As organizations sort out new workplace arrangements – hybrid?; all-office? all-remote? – an interesting sub-genre of article has appeared about ‘proximity bias’.
Proximity bias is defined as follows:
An unconscious tendency to favor the people we’re physically closer to.
In flexible working environments, proximity bias heightens the risk that in-office workers will receive preferential treatment simply by spending more in-person time with their managers.
https://futureforum.com/2022/09/07/what-is-proximity-bias/

Bias or rational behaviour?
A tendency to prioritize people you can see and interact with is only a ‘bias’ if it is unjustified.
To categorize such prioritization as bias, some heroic assumptions are necessary:
Assumption 1- There is no value to human face-to-face interaction. Body language, small acts of daily politeness, informal conversations, having a quick coffee together – all these are of precisely zero value in a work environment.
Assumption 2- Making an effort to co-mingle with colleagues is indicative of nothing. Getting to know the organization and the people within it have absolutely no value when it comes to possible promotions and to taking on responsibilities within an organization.
Assumption 3 – Those who work from home are as dedicated to their jobs as those who make the effort to come in.
Assumption 4- Workers are essentially machines. They are assigned specific tasks, they perform them (from home if they want to), and provided they deliver they are of identical value to workers who interact in the ways described under points 1 and 2 above.
These assumptions fly in the face of the literature in organizational science, most economic geographic literature, as well as work in psychology. Of course, none of this research rejects digital interactions, and none suggests that working from home one or two days a week is necessarily bad for the organization.
Indeed, there is some evidence that moderate levels of digital interaction increase well-being, as do some days working from home, during which focussed tasks can be performed, commute time saved, and work-life balance improved.

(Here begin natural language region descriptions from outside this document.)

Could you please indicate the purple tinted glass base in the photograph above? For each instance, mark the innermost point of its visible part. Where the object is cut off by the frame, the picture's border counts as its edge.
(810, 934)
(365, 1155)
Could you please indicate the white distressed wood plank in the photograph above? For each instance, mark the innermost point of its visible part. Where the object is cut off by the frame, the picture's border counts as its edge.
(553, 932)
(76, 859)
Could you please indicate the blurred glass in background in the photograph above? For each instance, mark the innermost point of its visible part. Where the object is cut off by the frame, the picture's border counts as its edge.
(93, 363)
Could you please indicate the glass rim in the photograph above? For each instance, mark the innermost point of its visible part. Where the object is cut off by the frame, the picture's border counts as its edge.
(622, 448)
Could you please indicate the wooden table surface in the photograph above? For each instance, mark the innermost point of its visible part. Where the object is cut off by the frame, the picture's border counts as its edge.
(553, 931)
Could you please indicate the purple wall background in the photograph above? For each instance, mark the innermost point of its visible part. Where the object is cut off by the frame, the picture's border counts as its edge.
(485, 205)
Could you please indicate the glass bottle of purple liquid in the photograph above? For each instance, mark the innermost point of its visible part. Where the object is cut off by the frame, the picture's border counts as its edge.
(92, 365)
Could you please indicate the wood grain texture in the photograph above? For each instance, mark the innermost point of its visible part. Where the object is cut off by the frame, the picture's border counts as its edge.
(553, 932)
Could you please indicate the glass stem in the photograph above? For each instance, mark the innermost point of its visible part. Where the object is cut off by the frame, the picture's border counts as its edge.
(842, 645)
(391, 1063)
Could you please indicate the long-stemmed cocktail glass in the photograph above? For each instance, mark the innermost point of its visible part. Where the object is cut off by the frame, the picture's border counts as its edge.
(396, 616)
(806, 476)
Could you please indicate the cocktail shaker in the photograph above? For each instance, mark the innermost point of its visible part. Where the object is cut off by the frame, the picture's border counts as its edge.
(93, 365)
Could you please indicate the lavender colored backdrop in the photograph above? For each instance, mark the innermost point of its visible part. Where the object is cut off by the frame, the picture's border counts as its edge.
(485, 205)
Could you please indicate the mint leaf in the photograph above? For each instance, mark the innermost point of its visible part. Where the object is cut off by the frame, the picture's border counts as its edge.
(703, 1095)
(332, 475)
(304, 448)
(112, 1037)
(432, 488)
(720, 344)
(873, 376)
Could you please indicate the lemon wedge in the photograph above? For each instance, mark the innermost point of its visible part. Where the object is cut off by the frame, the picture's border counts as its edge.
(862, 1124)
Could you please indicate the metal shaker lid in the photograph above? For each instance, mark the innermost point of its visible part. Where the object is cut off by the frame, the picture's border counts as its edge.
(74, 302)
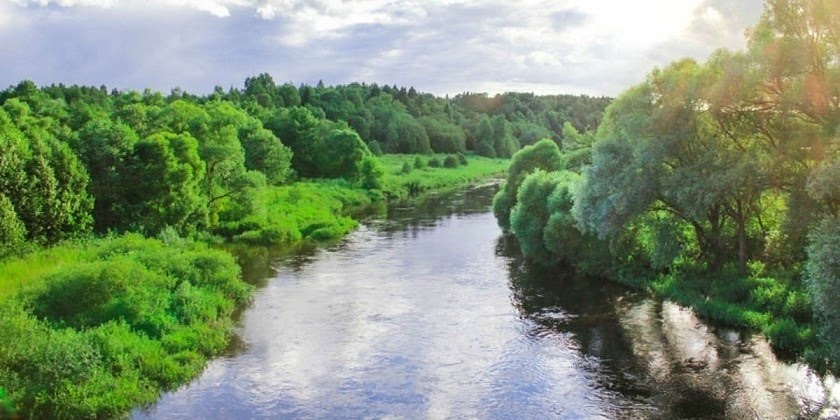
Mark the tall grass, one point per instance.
(400, 183)
(95, 328)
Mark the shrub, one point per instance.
(823, 281)
(451, 161)
(126, 318)
(463, 159)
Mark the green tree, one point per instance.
(543, 155)
(104, 147)
(340, 155)
(12, 230)
(823, 280)
(265, 153)
(372, 173)
(169, 168)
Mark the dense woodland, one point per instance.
(109, 292)
(716, 184)
(74, 157)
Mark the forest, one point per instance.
(714, 184)
(115, 206)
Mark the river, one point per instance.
(430, 313)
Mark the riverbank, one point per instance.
(93, 327)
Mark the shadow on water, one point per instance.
(429, 312)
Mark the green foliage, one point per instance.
(7, 409)
(372, 173)
(127, 318)
(44, 181)
(444, 136)
(823, 279)
(399, 185)
(265, 153)
(375, 148)
(12, 231)
(341, 155)
(451, 161)
(544, 155)
(529, 216)
(407, 168)
(304, 210)
(171, 171)
(419, 162)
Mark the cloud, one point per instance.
(442, 46)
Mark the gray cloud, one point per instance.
(572, 46)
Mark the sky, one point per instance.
(594, 47)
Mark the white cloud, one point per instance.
(443, 46)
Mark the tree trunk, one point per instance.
(742, 248)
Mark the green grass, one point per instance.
(18, 273)
(120, 320)
(398, 184)
(322, 210)
(313, 210)
(776, 307)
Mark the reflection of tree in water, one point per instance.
(652, 353)
(581, 310)
(412, 216)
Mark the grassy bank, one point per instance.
(322, 210)
(778, 308)
(408, 175)
(91, 328)
(113, 324)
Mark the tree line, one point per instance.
(76, 160)
(716, 183)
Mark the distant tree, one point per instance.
(823, 280)
(264, 152)
(341, 154)
(171, 171)
(104, 147)
(544, 155)
(372, 173)
(12, 230)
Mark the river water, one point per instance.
(430, 313)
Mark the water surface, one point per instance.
(430, 313)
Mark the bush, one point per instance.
(823, 281)
(543, 155)
(406, 169)
(128, 318)
(451, 161)
(372, 173)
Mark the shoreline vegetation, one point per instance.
(114, 206)
(81, 338)
(715, 184)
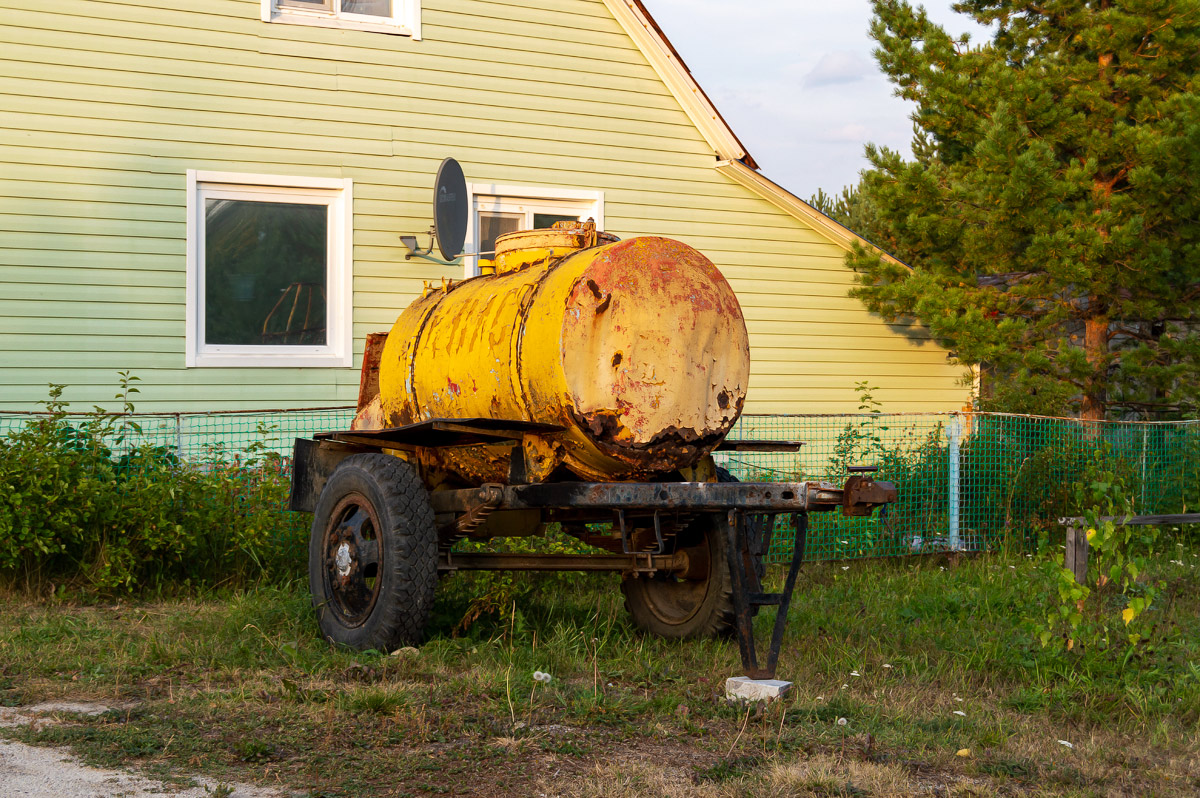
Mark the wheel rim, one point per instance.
(676, 600)
(352, 557)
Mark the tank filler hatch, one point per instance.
(516, 251)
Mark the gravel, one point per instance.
(41, 772)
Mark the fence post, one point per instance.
(1075, 559)
(1145, 441)
(953, 433)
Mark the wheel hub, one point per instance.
(352, 558)
(343, 561)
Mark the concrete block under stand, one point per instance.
(743, 688)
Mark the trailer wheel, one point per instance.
(372, 555)
(673, 607)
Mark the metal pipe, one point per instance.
(487, 562)
(953, 433)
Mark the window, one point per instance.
(401, 17)
(496, 210)
(268, 270)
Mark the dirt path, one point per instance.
(41, 772)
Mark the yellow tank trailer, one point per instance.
(585, 384)
(636, 348)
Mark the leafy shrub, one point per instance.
(82, 502)
(1108, 610)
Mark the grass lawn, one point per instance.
(942, 687)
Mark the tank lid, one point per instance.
(517, 250)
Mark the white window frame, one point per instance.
(337, 195)
(525, 199)
(406, 19)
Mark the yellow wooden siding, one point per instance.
(105, 106)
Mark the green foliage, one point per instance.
(499, 595)
(1049, 210)
(1108, 611)
(83, 503)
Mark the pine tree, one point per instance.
(1051, 209)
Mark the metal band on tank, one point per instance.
(412, 365)
(519, 345)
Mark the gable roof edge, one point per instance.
(793, 205)
(649, 39)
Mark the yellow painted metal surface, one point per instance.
(637, 348)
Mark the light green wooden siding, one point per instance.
(105, 106)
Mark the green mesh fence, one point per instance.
(966, 481)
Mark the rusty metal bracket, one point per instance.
(747, 588)
(471, 520)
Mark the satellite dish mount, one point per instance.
(450, 210)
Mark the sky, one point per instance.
(797, 82)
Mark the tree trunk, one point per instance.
(1096, 347)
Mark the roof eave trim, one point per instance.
(637, 23)
(790, 203)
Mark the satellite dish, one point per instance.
(450, 209)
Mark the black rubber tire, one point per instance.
(389, 607)
(677, 609)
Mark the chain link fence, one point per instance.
(966, 481)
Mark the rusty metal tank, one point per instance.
(637, 348)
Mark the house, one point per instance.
(139, 143)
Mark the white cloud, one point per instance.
(796, 81)
(839, 67)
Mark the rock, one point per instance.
(744, 689)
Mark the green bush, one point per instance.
(84, 503)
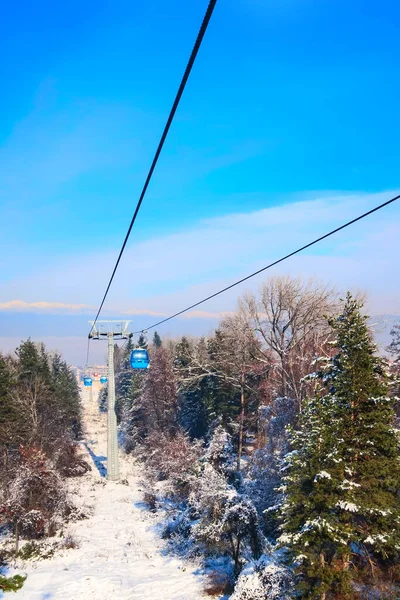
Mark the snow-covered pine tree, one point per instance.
(394, 346)
(343, 477)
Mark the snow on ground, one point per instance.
(120, 556)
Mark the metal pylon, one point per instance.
(112, 330)
(112, 435)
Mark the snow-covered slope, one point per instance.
(119, 555)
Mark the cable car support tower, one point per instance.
(111, 330)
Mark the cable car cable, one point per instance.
(276, 262)
(178, 96)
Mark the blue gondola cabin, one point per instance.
(140, 359)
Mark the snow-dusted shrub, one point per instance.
(219, 453)
(68, 461)
(35, 497)
(263, 475)
(264, 579)
(226, 522)
(11, 584)
(173, 458)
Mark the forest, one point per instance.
(40, 424)
(273, 446)
(270, 449)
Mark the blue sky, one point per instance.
(290, 102)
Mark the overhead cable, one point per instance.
(178, 96)
(276, 262)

However, most of the literature also suggests that face-to-face interaction enhances well-being, improves communication, and allows for a more varied palette of information, knowledge and emotion to be communicated. It also facilitates group interaction, brain-storming and – in good work environments – the actual enjoyment of work.
Proximity bias is not bias: it is rational
There is value in face-to-face interaction.
Making an effort to interact in-person increases the effectiveness of communication (including of digital communication).
Workers – unlike machines – communicate in a myriad of subtle ways that cannot be captured in the digital world’s two-dimensional anesthetic1 world.
Whilst few people spent five days a week in an office before COVID (the norm seems to have been about four), and whilst office workers will spend less time in their offices post-COVID, those who choose to work principally from home should be aware that proximity bias is not, in fact, a bias: there are real advantages to regularly spending time with co-workers.
If home-workers are passed over for interesting contracts or key promotions, this will probably reflect their managers’ rational evaluation of their effectiveness within the organization.
1 esthetic (as an adjective) can mean “relating to perception by the senses“, and has only more recently been used to denote “concerning or characterized by an appreciation of beauty or good taste“. Anesthetic, by extension of the word’s original acceptation, means “relating to absence of perception by the senses”.